I had intentionally left it untranslated in order to make a point as to the vagaries of transliteration (and I'm glad I'm not the only one that was stumped by what it could be :d). It stands for Cocklebiddy, one of of those brief stop-over settlements along the Nullarbor Plain.


----------



## shawnee

Thanks Eltheza: 'webcam'!! Po, po, po. Where is the emoticon which bangs its head on the floor when you need it? Thanks Cougr: Ha! Of course the next question is what where the alternatives? 
My experience with Greek reading has cenrtred on historical texts, where I've not encountered such linguistic peculiarities to a remarkable extent.


----------



## alfie1888

Speaking to a friend of mine recently, it seems that the younger generation do not like to transliterate anything, really. It just looks so strange to them. I am of the same opinion as you: Why not coin new words instead? Though, having said that, whilst I was doing my Modern Greek A Level my teacher made full use of my good translation skills and used to make worksheets for me about anything she felt ambiguous about in English and it would turn out that there was, more often than not, no Greek equivalent and the English word was borrowed... un-transliterated! It would work out really well because it would often be the same things I was uneasy about when talking to my friends. It just so happened that once it was about Information Technology. 

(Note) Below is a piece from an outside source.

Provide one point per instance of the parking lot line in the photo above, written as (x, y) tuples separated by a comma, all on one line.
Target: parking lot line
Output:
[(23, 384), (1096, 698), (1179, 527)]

I have come across many Greek equivalents for names of new technologies. I have definitely seen _κάμερα διαδικτύου_ instead of _γου*έ*πκαμ_! I usually will just write any given loan word such as webcam in Greek as 'webcam' because I just can't stand it when (and this is another side to the transliteration problem!) Greeks MISPLACE the accent. I'm sure I've seen _γουεπκ*ά*μ _as well. *cringe* 

For example, as mentioned above: λουκ*ά*ουτ = lookout. The stress falls on the OO and should be "λ*ού*καουτ" but the Greeks don't seem to _hear _the stress properly in English. I had it before, also, with the word "h*a*ngover". My friend at the time told me it was _χανγκ*ό*βερ _after I had written _χ*ά*νγκοβερ_. He wouldn't have it when I told him that the stress was in the wrong place! What he wrote sounds to me (as a native English speaker) like "hung*o*ver" as in: "I was hung*o*ver yesterday", as we say. It's funny, that, really. "I have a h*a*ngover" but "I was hung*o*ver on Saturday." 

Does anyone else find it annoying about the stress? I'm in no way having a go at the Greeks - but _they _had a go at _me _and told _me _that _I_ was _wrong_! How messed up is _that_?! I know you can get screwed up loan word usages set in stone eventually over time, such as French for a _commemorative pin _being translated as "un pin's". "Un pin's"! With an apostrophe and an s!? It's crazy!

OK, I'm done. And I think I overused the italics button. Anyone got any more examples in Greek where they've stressed the wrong syllable? I can't think of any more now.


----------



## Eltheza

Hi alfie!

That's a really interesting post! I was an English teacher in Athens for quite a long time and I know exactly what you mean. I shall try and think of some other examples...

This is slightly different, but 'gay' has been adopted into Greek in the transliterated form '_γκει'_. I have gay friends who hate it because it looks so ugly in Greek letters. 'Gay' is a beautiful word for lots of reasons but _not_ when written like that! 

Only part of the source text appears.